We parked up in a nondescript car, Nash behind the wheel while I worked on a tablet, systematically erasing every ounce of financial security I could find without raising suspicion.

“Where did you learn all this shit?”

I spared Nash a glance. His gaze was where it should’ve been, on the auto garage where most Crows seemed to spend their daylight hours, searching out the mysterious Butch Crow and his knife-happy deputy. If we were going to kill them, we needed to put faces to names, and the photos I’d found in government databases were ten years old. “The same way you learned to rebuild an engine, I suppose. By watching, yes? You did not learn it at school.”

“I didn’t learn much at school. Too busy chasing girls.”

“How did that work out for you?”

Nash snorted. “Exactly how my ma said it would.”

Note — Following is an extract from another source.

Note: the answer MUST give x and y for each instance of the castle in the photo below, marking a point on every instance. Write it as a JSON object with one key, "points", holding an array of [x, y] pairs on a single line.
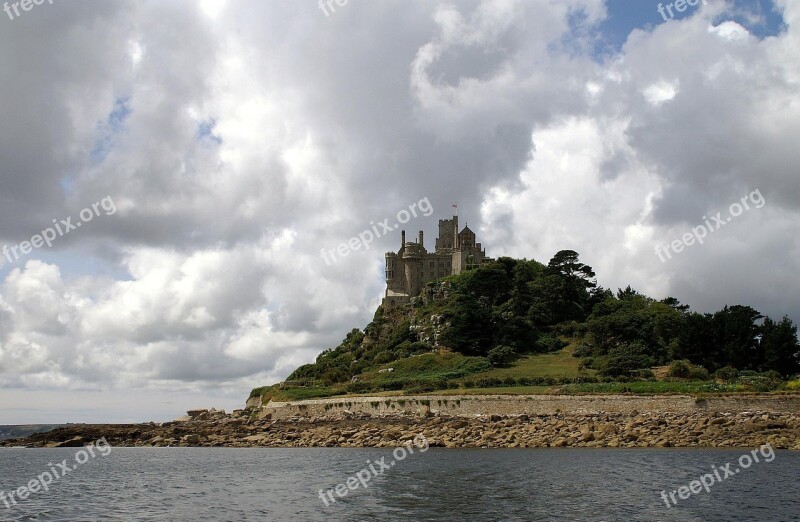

“She knew you would fall in love with Orla.”

It was not a question and Nash didn’t acknowledge it. He tapped his fingers on the steering wheel. “You’re right. I learned mechanics by watching, and then doing it myself over and over until I got it right. I’m not like Saint. I can’t see something once and be good at it forever afterwards.”

I filed the nugget of Saint information away, smiling as predictable warmth bloomed in my abdomen. I could not envisage a time when Saint Malone would not fascinate me. When Cam O’Brian wouldn’t possess every ounce of strength I needed to keep breathing.

The warmth in my gut flared into a prickle of heat. To an itch I’d carried since the night had faded into daylight. A craving born of a fantasy that had distracted me enough to let the Crows run me off the road.

I shifted in my seat. The bruises and scrapes on my back hurt enough to ground me, but barely.I want Saint.Cam too. Until now, we’d ended every night of blood and violence in bed. Together. But there was no time now. The simmering conflict had gone from nought to sixty in the space of a few hours and I did not know when we would be alone again.